The first step in your Be Well Now journey is to shift from doing into being. Even if you can’t physically stop, mentally bring your attention to here and now.
The second step is to put your attention in your center, where only you know what you need to be well. Trust what you sense there, because it is the information you will use to guide you in step three.
The third step is to use how you feel now to move from stressed to well.

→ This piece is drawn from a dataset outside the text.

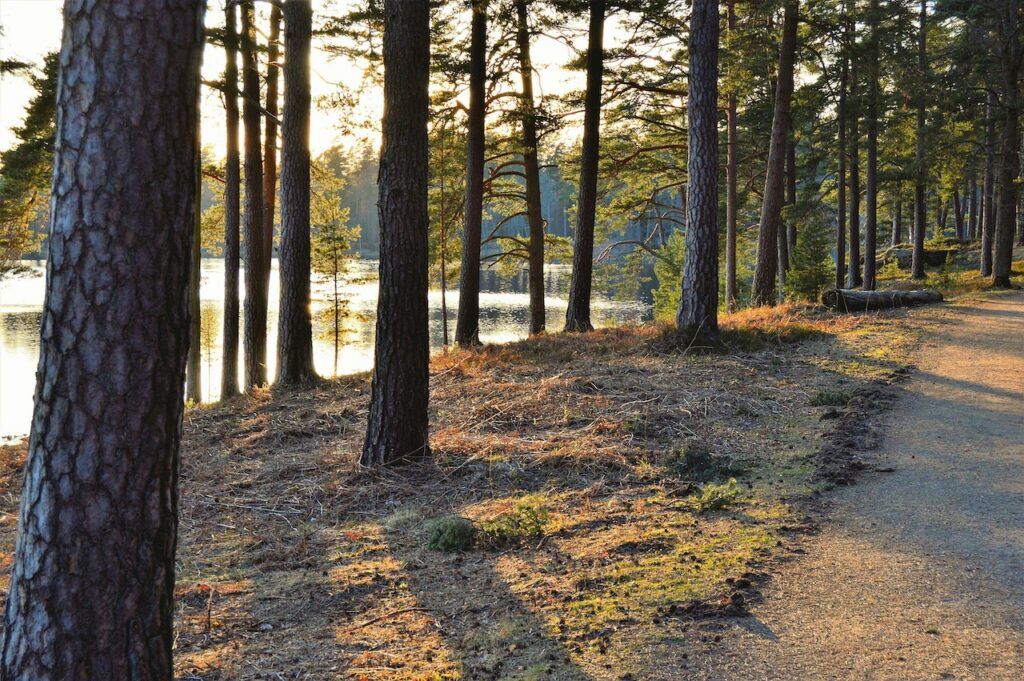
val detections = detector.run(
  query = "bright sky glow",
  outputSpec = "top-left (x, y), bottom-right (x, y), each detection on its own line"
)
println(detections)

This third step needs to be super simple, though, because our brains hyper-focus on the stressor. We call emotions feelings because we feel them in our body. They are the wake up call to what is happening here and now. Scientists have found that simply naming your feelings begins to tame them. The feelings wheel is a tool for doing this. Here’s a very simplified version based on the original version by Gloria Wilcox
In this moment, are you feeling sad, mad, or scared? Are you feeling joyful, peaceful, or powerful?
The only way to know this is to pay attention to how you feel in your body. The only time you know this is in this moment.
As I mentioned in the last blog, well does not mean you are happy or all is perfect. Well is when you allow the fullness of what is happening now to guide you in any given moment. Your emotions are a helpful entry point to coming back to this moment.
However, letting yourself feel and naming your feelings may not be a skill you have practiced. If you have been taught to ‘tough it out’ and push through pain, you are probably practiced at ignoring feelings in order to push through to a goal. This works for some goals, like school or sports. But for being healthy, the sooner you notice what you are feeling the sooner you can take the invitation to move from stressed to well. So if this does not come naturally, that’s okay, what you practice gets stronger.
When you notice the feeling of stress rising, move your body—stay curious about what your body needs.
When you feel mad, scared or sad your body is prepared to move to fight, flee, or freeze to take care of the threat. Use that tension to move from stressed to well:
- mad, move for freedom, releasing tension, and restoring peace. I.e: stretch your whole body or dance to an empowering song.
- scared, move for strength, reconnecting with your inner power. I.e: engage your muscles, give yourself a hug, or do strength exercises and feel the strength you have now.
- sad, move for energy, releasing your heart’s joy. Ie: walk or bike in nature or have a private dance party to your favorite song.
When you feel “positive” emotions, you may have the instinct to resist them too. In every good storyline, when things are going well, it is a sign something ‘bad’ will follow. We can tend to think this is how real life works. Feeling joyful, peaceful, or powerful can trigger a fight, flight, freeze response too. Practice allowing these emotions by embodying them:
- joyful, move to celebrate life right now. Ie: dance to a favorite song.
- peaceful, move to savor it and let it grow. Ie: give yourself a hug or simply sway to your breath
- powerful, move so it settles in to your whole being. Ie: stand with your arms up like you just climbed a huge mountain.
The point is not to fear your emotions, or judge whether they are positive or negative. Feel them because they are invitations to be well now.
Now, every fall, I make sure I notice the leaves every day so I don’t miss one moment of the beauty of change as it unfolds. Embracing change as part of life means you can use those moments you start to spiral down as an invitation to spiral up. Meeting yourself right where you are now, and moving with presence and kindness, is the simplest way to change that direction so you can Be Well Now every step of the way to better health.
- Gloria Willcox (1982) The Feeling Wheel, Transactional Analysis Journal, 12:4, 274-276, DOI: 10.1177/036215378201200411
- Putting Feelings Into Words: Affect Labeling Disrupts Amygdala Activity in Response to Affective Stimuli. Matthew D. Lieberman, Naomi I. Eisenberger, Molly J. Crockett, Sabrina M. Tom, Jennifer H. Pfeifer, and Baldwin M. Way. Psychological Science 2007;18(5):421-428.